のは、ややもすると周辺の人々が魔法使いたちのことを全く見ていないのが主たる要因であった。
ざわざわと、他人の方々達が注目しているのは殺されそうになっている人喰い怪物の姿。
ただそれだけであった。
「
ぎゃあああああああああああああああああああああああああああああああああああああああああああああ あああああああああああ」
叫び声は唐突に終わったように思われた。
「あ、止まっちゃった」
メイが拍子抜けしたように呟いている。
白色の羽毛をシュン、と縮ませている。
「終わったみたいですね」
白色の魔女が残念がっているのに対して、キンシの方はどこか冷静じみた様子で状況をオーギに確認していた。
「思ったより持たなかったな」
オーギは平坦とした様子の中に、ほんのりと残念そうな気配を瞳の中に滲ませている。
「やっぱりリンゴ一個分の収穫は、もとより期待できなかったんですって」キンシが自分の主張への確信を深めている。

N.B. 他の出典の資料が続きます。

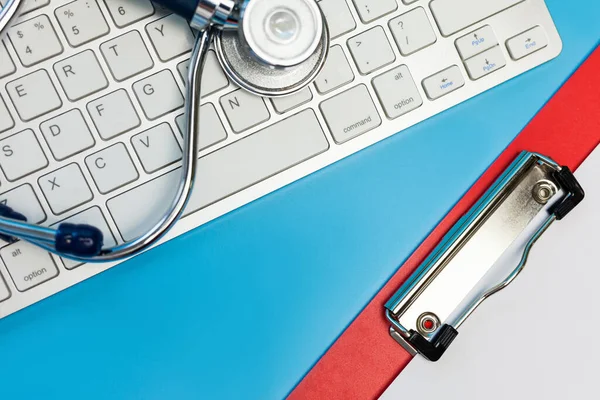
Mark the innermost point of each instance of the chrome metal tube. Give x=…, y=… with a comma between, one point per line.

「そうかあ?」後輩魔法使いの意見にオーギはなおも納得を結び付けようとはしていなかった。
「持続力はともかく、活きの良さは充分にあっただろうがよ」
オーギはあくまでも自らの予想を変えようとはしない。
「まあ、でも、どっちにしろもうオレ達に宝石の収穫は出来っこねえんだけどな」
期待を胸の中にビー玉のように転がしつつ、彼はすでに違う話題に移ろうとしている。
「民衆、人々、善良なる一般市民の方々の安心を演出するために、リアルタイムで殺し尽くすショーでもひらいてみたが、あんまり意味はなかったみてェだな」
オーギは周辺の人々に視線を向けている。
若き魔法使いが見ている。
その先では、人々はすでに怪物の殺害に関心を失いつつあった。
「昨日のドラマ見たー?」
「見た見たーチョー面白かったー」
ホットパンツとデニムミニスカートの出で立ち。
若い娘さんたちが、「水」に包まれた転移魔術式を横目に、それよりも自分たちの会話に心と意識と集中力を割いている。
「前々からおもっていたのだけれど」娘たちの生足をながめつつ、メイがオーギに問いを投げかけている。
「灰笛のひとたちって、どうしてこうも、目の前に怪物さんがいてもへいぜんとしていられるのかしら?」
「そりゃあ、自分に危険がないなら、必要以上に怯える必要もねェだろうよ」
オーギはそう言いながら、動きの無くなった「水」の檻に腕を伸ばしている。
「ああやって、そのへんのテキトーなギャルの皆様が安心して日常生活を送れる。魔法使いの仕事の意義ってもんよ」
流れ作業のような口調にて、オーギは魔法使いの意味についてを他人事のように語っている。
言いながら、オーギは手元にて小さなスポイトを「水」に刺し込んでいる。
醤油などを入れるタレビンのようなサイズ感の、非常にコンパクトな空白である。
「ん?」
あんな小さなもので、一体なにをするつもりなのか。
メイが彼の動作を見ている。
「あそーれ、チュチュッと」
スポイトが吸収をする。
チュウウウウウウウウ!
と、大量の水がちいさな空白の中に一気に吸い込まれていった。
「きゃあ?!」
メイはむしろ、その強引な回収方法に驚かずにはいられないでいた。